Runpod deployment is getting stuck and pods staying in throttled state

ai-dock / comfyui

ComfyUI docker images for use in GPU cloud and local environments. Includes AI-Dock base for authentication and improved user experience.

Other

660 stars 225 forks source link

Runpod deployment is getting stuck and pods staying in throttled state #16

Closed berkelmas closed 9 months ago

berkelmas commented 11 months ago

After I followed the guidance in the issue below, I have changed the IMAGE_BASE to ghcr.io/ai-dock/jupyter-pytorch:2.1.1-py3.10-cuda-11.8.0-base-22.04 after forking the repository and added my own models/custom-nodes to COPY_ROOT_EXTRA and triggered the GitHub pipeline to build the Docker images. I have used the https://github.com/berkorg/comfy-docker/pkgs/container/comfy-docker/156936256?tag=pytorch-2.0.1-py3.10-cuda-11.8.0-base-22.04 image and created a new template in RubPod.

But, in RubPod the endpoint cannot initialize itself and does not also log anything. It stays in the state below:

Can you please help me out?

robballantyne commented 11 months ago

Can you show me exactly what you have in your template settings? I don't need the AWS stuff so please exclude any API keys.

Are the runners correctly pulling the docker image and do you have SERVERLESS=true?

berkelmas commented 11 months ago

Yeah sure. The above are my template settings and env variables. (AWS credentials are below and I did not include them in the screenshot) @robballantyne and this is my forked repo:

https://github.com/berkorg/comfyui

and this is the outputted image that I am using:

https://github.com/berkorg/comfyui/pkgs/container/comfyui/156948877?tag=pytorch-2.1.1-py3.10-cuda-11.8.0-base-22.04

berkelmas commented 11 months ago

and now it got up. Maybe there was an outage but I am getting the error below from the endpoint:

{
    "delayTime": 5561,
    "error": "{'14': {'errors': [{'type': 'value_not_in_list', 'message': 'Value not in list', 'details': \"ckpt_name: 'sd_xl_base_1.0.safetensors' not in []\", 'extra_info': {'input_name': 'ckpt_name', 'input_config': [[]], 'received_value': 'sd_xl_base_1.0.safetensors'}}], 'dependent_outputs': ['9'], 'class_type': 'CheckpointLoaderSimple'}}",
    "executionTime": 1155,
    "id": "sync-95682cbd-9d22-41e1-bc8e-26366a4ec961-e1",
    "status": "FAILED"
}

It says sd_xl_base_1.0.safetensors is not in the list but I have commited that change in my PR and added that to the CHECKPOINT_MODELS tuple: https://github.com/berkorg/comfyui/commit/94c0f0560f9f2f337ed937d2353e3297737a0444

robballantyne commented 11 months ago

I have checked your fork and I noticed you have trailing commas in the bash arrays inside https://github.com/berkorg/comfyui/blob/main/build/COPY_ROOT_EXTRA/opt/ai-dock/bin/build/layer1/init.sh

Bash arrays are delimited by whitespace rather than a comma. Please remove the commas and re-build.

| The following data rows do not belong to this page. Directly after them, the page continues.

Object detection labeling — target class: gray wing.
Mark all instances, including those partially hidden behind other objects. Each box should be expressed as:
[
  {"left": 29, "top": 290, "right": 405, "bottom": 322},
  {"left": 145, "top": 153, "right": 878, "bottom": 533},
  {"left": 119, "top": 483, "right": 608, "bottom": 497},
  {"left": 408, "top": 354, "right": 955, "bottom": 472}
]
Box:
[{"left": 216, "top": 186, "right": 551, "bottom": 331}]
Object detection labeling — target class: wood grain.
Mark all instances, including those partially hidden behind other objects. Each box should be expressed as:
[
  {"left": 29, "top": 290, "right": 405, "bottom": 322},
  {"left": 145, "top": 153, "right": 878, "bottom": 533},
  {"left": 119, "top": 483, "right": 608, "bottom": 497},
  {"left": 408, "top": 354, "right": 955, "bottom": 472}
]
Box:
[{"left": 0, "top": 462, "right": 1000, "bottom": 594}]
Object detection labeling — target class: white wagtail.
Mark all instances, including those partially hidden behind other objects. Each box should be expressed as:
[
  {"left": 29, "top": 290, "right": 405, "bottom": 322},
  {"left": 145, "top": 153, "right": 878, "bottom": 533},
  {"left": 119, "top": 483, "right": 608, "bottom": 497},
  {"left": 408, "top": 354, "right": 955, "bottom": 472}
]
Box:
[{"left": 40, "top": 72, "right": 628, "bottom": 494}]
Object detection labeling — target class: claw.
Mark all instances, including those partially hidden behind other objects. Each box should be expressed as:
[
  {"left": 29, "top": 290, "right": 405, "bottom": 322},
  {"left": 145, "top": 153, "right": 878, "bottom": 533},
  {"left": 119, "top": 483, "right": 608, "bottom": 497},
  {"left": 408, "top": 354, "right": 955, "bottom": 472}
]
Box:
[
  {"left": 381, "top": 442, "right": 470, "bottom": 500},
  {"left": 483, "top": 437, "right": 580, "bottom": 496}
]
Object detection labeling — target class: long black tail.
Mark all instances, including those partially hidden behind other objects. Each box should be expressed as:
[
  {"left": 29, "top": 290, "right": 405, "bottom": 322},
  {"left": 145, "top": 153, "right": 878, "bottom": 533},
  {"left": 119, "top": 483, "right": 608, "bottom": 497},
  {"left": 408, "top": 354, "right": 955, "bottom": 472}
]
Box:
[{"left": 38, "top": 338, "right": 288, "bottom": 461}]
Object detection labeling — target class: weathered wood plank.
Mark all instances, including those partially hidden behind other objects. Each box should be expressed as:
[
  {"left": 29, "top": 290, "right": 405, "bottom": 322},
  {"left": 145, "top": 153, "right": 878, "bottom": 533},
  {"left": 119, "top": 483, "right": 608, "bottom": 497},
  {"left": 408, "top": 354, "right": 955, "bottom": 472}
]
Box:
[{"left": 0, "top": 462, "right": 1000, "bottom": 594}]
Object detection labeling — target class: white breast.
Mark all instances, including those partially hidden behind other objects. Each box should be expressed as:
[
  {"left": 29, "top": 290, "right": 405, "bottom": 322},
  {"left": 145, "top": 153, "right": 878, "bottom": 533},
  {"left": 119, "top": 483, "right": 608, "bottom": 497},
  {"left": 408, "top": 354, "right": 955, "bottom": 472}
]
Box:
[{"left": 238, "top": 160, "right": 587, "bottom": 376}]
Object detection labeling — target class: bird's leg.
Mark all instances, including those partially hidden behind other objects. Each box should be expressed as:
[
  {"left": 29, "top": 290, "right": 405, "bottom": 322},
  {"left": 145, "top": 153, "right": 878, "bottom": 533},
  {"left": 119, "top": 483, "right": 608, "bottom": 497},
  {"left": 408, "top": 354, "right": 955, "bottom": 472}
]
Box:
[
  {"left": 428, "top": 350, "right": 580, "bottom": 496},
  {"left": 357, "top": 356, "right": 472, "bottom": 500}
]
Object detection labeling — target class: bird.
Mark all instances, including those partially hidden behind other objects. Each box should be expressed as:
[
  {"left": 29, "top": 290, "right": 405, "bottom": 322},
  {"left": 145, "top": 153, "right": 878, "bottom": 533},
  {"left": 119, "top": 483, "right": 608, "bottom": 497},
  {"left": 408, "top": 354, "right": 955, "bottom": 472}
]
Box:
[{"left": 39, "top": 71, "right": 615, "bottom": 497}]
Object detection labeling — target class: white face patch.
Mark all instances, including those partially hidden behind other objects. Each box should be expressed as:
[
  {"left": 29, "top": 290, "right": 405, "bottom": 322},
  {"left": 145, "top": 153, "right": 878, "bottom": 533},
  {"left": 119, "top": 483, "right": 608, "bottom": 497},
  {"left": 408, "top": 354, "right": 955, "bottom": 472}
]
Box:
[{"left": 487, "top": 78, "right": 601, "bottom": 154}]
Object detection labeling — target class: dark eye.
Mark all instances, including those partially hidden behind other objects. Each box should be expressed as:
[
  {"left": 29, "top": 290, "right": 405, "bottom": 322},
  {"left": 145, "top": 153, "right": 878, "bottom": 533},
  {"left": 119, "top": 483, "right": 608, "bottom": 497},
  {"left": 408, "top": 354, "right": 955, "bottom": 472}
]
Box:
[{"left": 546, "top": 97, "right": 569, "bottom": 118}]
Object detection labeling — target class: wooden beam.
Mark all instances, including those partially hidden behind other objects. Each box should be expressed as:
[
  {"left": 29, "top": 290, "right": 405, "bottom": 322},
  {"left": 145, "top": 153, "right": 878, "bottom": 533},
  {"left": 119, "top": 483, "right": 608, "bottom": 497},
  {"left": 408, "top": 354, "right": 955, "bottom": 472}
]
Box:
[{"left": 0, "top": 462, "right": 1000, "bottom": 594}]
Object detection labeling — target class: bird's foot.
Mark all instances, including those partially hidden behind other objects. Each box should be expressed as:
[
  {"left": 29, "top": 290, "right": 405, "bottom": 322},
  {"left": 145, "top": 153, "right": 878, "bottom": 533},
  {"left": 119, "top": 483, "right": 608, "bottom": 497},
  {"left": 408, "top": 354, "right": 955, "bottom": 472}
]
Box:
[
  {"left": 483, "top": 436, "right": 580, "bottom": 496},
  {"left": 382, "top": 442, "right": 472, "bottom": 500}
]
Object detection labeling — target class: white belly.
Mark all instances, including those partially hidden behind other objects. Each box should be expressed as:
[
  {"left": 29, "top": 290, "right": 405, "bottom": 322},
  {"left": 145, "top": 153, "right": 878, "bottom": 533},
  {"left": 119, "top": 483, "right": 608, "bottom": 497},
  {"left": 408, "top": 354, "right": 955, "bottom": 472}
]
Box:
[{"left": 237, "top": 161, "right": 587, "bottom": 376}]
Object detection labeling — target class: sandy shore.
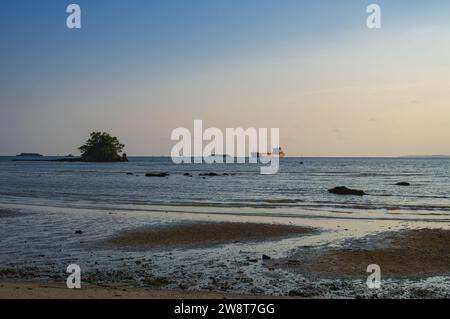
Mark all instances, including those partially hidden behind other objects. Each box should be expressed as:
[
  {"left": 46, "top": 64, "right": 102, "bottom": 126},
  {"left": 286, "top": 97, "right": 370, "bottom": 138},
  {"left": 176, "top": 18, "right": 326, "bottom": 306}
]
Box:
[
  {"left": 271, "top": 229, "right": 450, "bottom": 279},
  {"left": 105, "top": 223, "right": 313, "bottom": 248},
  {"left": 0, "top": 282, "right": 261, "bottom": 299}
]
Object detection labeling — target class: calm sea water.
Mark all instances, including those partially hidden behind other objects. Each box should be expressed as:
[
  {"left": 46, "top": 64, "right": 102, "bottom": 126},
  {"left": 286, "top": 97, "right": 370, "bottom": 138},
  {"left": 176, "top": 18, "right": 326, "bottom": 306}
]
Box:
[
  {"left": 0, "top": 157, "right": 450, "bottom": 218},
  {"left": 0, "top": 157, "right": 450, "bottom": 293}
]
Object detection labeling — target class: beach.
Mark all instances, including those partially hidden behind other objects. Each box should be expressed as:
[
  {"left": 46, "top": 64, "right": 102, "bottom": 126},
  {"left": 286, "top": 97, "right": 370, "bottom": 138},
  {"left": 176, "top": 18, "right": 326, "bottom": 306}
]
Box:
[{"left": 0, "top": 158, "right": 450, "bottom": 299}]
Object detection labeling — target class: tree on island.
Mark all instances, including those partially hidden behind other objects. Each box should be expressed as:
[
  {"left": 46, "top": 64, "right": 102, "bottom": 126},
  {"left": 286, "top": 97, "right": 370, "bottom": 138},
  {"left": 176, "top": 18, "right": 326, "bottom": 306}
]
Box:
[{"left": 78, "top": 132, "right": 128, "bottom": 162}]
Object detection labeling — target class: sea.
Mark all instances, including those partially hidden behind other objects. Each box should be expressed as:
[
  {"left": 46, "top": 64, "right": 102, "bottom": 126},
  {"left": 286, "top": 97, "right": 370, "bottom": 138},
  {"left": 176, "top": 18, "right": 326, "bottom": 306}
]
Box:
[{"left": 0, "top": 157, "right": 450, "bottom": 297}]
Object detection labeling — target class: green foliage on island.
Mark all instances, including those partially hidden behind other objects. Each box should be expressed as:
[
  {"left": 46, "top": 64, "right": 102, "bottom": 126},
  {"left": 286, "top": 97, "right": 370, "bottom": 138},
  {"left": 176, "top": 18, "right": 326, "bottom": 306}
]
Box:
[{"left": 78, "top": 132, "right": 127, "bottom": 162}]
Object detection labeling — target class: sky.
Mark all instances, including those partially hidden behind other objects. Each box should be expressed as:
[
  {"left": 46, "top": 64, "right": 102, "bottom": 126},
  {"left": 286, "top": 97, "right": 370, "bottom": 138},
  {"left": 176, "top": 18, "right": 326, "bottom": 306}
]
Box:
[{"left": 0, "top": 0, "right": 450, "bottom": 156}]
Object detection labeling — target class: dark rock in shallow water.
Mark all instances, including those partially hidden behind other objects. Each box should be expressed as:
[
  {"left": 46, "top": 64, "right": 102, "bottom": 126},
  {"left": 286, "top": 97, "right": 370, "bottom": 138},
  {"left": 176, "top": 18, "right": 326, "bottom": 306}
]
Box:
[
  {"left": 328, "top": 186, "right": 367, "bottom": 196},
  {"left": 145, "top": 172, "right": 170, "bottom": 177},
  {"left": 395, "top": 182, "right": 411, "bottom": 186},
  {"left": 198, "top": 173, "right": 219, "bottom": 176}
]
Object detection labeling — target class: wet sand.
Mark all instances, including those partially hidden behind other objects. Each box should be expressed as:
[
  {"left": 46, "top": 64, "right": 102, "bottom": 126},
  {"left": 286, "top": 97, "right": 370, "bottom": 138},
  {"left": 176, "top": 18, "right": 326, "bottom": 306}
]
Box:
[
  {"left": 0, "top": 282, "right": 261, "bottom": 299},
  {"left": 271, "top": 229, "right": 450, "bottom": 279},
  {"left": 105, "top": 223, "right": 314, "bottom": 248}
]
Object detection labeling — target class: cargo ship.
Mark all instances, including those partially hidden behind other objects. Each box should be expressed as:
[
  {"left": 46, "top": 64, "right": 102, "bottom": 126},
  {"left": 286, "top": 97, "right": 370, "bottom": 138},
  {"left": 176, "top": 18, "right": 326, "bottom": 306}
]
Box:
[{"left": 252, "top": 147, "right": 286, "bottom": 158}]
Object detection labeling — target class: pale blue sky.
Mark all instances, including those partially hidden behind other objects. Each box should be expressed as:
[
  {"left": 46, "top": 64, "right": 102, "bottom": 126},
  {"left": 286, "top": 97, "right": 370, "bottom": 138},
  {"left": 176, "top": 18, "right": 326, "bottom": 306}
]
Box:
[{"left": 0, "top": 0, "right": 450, "bottom": 156}]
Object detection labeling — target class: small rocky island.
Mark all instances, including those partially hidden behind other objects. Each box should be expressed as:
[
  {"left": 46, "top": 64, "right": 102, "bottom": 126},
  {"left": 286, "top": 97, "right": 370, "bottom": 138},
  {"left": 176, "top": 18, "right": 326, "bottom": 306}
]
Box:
[
  {"left": 13, "top": 132, "right": 128, "bottom": 163},
  {"left": 78, "top": 132, "right": 128, "bottom": 162}
]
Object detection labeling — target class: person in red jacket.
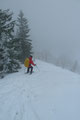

berkelmas commented 11 months ago

Ah I see. Now fixed that and deployed a new endpoint on RunPod. But do you think it is normal that workers are trying to fetch the checkpoint? Don't they need to already exist in the docker image?

robballantyne commented 11 months ago

The worker is only fetching the image to create a container. It only happens when the worker is created and not on each request.

Although my docker images fetch models when running in normal mode, it never happens in serverless mode - If the model is not present in either the container or attached storage it will simply fail as you saw above.

berkelmas commented 11 months ago

Ah okay. So this is then just a one time thing for the initial container creation for the serverless endpoints then 👍